The Sheffield outsider was a whopping 60/1 to win the Masters in 2016 before he shocked the world on the final day to win the tournament by three shots. Willett had four European Tour victories to his name before his major triumph, but was not expected to get anywhere near the likes of Jordan Spieth, Rory McIlory or Jason Day. However, it was Spieth he beat into second place with a stunning final round of 67 to pick up the unlikely win.

3. Fuzzy Zoeller - 1979

Zoeller became the first man to win the Masters at the first attempt since 1935 when he claimed a dramatic play-off victory in 1979. He had been a professional for six years but only reached Augusta for the first time in ’79 having won his first PGA Tour title in January of the same year. With Tom Watson alongside him in the play-off he was still a considerable outsider to win even at that stage but Zoeller prospered against the odds, going on to win a second major at the 1984 US Open.

2. Trevor Immelman – 2008

Immelman’s victory was incredible in a number of ways.
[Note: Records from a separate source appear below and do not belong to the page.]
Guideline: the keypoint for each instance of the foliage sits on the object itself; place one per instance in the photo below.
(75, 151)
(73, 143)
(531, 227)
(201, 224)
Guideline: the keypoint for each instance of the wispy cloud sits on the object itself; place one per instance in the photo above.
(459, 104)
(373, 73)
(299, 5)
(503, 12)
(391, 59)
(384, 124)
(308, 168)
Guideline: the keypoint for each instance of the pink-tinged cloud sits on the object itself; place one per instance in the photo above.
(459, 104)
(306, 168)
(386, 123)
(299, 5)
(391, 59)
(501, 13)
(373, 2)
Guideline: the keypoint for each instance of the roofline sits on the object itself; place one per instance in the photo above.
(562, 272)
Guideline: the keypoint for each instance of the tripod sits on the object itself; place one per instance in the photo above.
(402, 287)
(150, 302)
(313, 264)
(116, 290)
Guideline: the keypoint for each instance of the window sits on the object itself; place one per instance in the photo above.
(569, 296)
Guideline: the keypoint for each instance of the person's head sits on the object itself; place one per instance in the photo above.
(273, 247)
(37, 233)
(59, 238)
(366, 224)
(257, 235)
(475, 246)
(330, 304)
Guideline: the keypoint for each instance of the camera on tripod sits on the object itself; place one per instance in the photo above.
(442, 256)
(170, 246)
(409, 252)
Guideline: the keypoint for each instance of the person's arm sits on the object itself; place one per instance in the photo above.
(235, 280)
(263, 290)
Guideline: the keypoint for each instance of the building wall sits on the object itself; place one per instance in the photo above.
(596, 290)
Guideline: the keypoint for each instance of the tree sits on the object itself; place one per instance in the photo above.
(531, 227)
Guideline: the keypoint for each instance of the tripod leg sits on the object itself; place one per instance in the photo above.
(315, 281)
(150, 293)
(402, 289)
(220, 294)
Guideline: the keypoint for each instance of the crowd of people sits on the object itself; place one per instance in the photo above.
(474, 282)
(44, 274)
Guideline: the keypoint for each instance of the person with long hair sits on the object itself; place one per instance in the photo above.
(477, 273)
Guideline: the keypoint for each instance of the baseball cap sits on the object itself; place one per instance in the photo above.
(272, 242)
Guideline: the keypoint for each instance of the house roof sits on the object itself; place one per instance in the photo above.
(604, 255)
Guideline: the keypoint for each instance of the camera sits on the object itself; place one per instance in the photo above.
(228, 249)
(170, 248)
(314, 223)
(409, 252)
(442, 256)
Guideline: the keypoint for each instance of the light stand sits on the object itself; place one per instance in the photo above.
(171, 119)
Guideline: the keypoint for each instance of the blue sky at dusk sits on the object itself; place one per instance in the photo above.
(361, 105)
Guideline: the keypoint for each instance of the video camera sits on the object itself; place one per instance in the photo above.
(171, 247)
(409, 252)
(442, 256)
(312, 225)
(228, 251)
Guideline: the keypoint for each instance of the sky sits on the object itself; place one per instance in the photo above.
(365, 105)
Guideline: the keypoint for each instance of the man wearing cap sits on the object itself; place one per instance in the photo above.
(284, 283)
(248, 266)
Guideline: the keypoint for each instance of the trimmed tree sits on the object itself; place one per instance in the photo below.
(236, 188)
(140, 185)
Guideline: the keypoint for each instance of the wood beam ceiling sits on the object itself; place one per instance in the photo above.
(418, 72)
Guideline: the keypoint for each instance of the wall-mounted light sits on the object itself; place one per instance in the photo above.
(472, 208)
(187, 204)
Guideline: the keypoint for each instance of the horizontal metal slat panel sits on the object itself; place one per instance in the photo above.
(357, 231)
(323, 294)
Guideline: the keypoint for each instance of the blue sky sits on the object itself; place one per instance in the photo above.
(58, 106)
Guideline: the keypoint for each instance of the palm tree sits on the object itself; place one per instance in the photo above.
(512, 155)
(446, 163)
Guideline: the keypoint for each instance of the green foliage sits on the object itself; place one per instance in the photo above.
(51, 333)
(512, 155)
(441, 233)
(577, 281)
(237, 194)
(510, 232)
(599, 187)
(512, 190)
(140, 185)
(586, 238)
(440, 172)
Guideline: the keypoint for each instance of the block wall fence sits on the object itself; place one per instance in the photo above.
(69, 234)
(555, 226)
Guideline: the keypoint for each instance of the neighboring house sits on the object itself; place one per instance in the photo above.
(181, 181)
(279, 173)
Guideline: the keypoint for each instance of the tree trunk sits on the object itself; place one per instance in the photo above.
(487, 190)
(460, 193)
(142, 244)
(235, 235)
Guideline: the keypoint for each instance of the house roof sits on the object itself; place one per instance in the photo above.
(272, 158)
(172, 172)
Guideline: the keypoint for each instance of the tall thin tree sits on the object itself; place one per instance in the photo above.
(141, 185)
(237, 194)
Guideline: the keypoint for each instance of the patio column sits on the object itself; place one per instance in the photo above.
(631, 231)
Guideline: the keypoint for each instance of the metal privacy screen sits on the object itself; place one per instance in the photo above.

He had a non-cancerous tumour removed from his stomach earlier in 2008 and his form was awful coming into Augusta. The South African had missed the cut in four of his first eight starts on the PGA Tour in 2008. Despite this, he rocked up to the first major of the year and led from the end of Thursday to the end of Sunday, a ridiculous achievement given the circumstances. The world number 29 had dominated the field completely, comfortably beating Tiger Woods into second place by three strokes.

 1. Larry Mize - 1987

The hometown hero managed to oust two legends in Seve Ballesteros and Greg Norman in the play-off to win the 1987 event in Augusta, out of absolutely nowhere. Mize had been a pro for seven years without much to shout about except one PGA Tour win in 1983 at the Danny Thomas Memphis Classic. His previous best Masters finish was T11 in ’84 and best major result T6 at the PGA Championship in the same year. Safe to say no one though Mize would come through a field which also featured the likes of Bernhard Langer, Tom Watson and Ben Crenshaw, nevermind topple Norman and Ballesteros at the climax. He would never scale those height again with just two top five finishes in majors to come in his career, but what a day in April ’87.